Dynamic Warm up – Why?

An effective warm up is designed to prepare an athlete for training or competition. As the warm up is often overlooked, this article will look to explore the benefits and reasons as to why warming up is essential to performance.

A warm up is a period that takes part before any main workout component. It looks to prepare the athlete both physically and psychologically and aims to increase muscle temperature, core temperature, and blood flow, all of which have numerous benefits before physical exertion. Warming up allows for:

• Faster muscle contractions
• Improvements in RFD (Rate of force development)
• Improvements in muscle strength and power
• Improved blood flow to active muscles
• Improved oxygen delivery
• Superior metabolic reactions

Out with the old…In with the new

Long gone are the days when static stretching was used as part of the warm up. It used to be incorporated as it was believed to enhance performance and reduce the risk of injury. However, numerous studies have shown that static stretching, pre or post exercise, have little effect on injury prevention or DOMS (delayed onset of muscle soreness). It is also worth noting that static stretching leads to numerous problems.

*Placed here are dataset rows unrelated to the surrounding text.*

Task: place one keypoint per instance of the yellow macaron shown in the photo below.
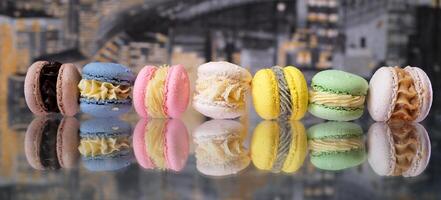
(280, 93)
(279, 146)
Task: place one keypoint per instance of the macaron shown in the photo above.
(280, 92)
(221, 90)
(105, 89)
(336, 145)
(51, 143)
(161, 92)
(219, 148)
(51, 87)
(161, 144)
(399, 94)
(337, 95)
(105, 144)
(398, 148)
(279, 146)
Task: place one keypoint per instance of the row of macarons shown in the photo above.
(221, 89)
(393, 149)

These include:
• Decreased force production
• Decreased power performance
• Reduced running speed
• Decreased reaction speed and movement time
• Lowered strength endurance

It is clear from the list above that these problems are not going to help an athlete’s performance. So how can we prepare an athlete for training and competition?

The use of dynamic stretching has been shown NOT to elicit the same detrimental responses that static stretching does and so it should be the preferred choice during a warm up.

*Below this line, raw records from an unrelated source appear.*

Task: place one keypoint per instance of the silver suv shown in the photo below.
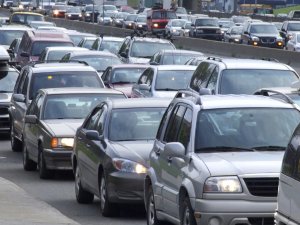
(216, 160)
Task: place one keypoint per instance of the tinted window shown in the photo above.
(63, 79)
(173, 80)
(245, 128)
(139, 123)
(74, 106)
(39, 46)
(247, 81)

What makes a dynamic warm up?

Below is an example of a dynamic warm up that can be used before training or competition:

A good warm up should include a general warm up and a specific warm up. The general warm up should be made sport specific if used before sports training or competition. For example if about to play rugby, rather than simply jogging or cycling for 5 to 10 minutes, why not perform a few low intensity runs passing a rugby ball. This will provide the athlete with some sport specific movements and increase heart rate, blood flow, muscle temperature and respiration rate.

Following a general warm up, a specific warm up should be included. This part would include movements that are similar to the sport that is going to be performed. Dynamic stretching would be performed with stretches that gradually increase in range of motion and intensity. If the sport requires high velocity movements, then it becomes more important that the warm up caters for this. For example, football requires lots of sprinting, so after the dynamic stretching has been performed sprint and bounding drills will need to be included. It is vital that the warm up progresses slowly and moves to higher intensity drills as the athlete gradually prepares his nervous system for the main session.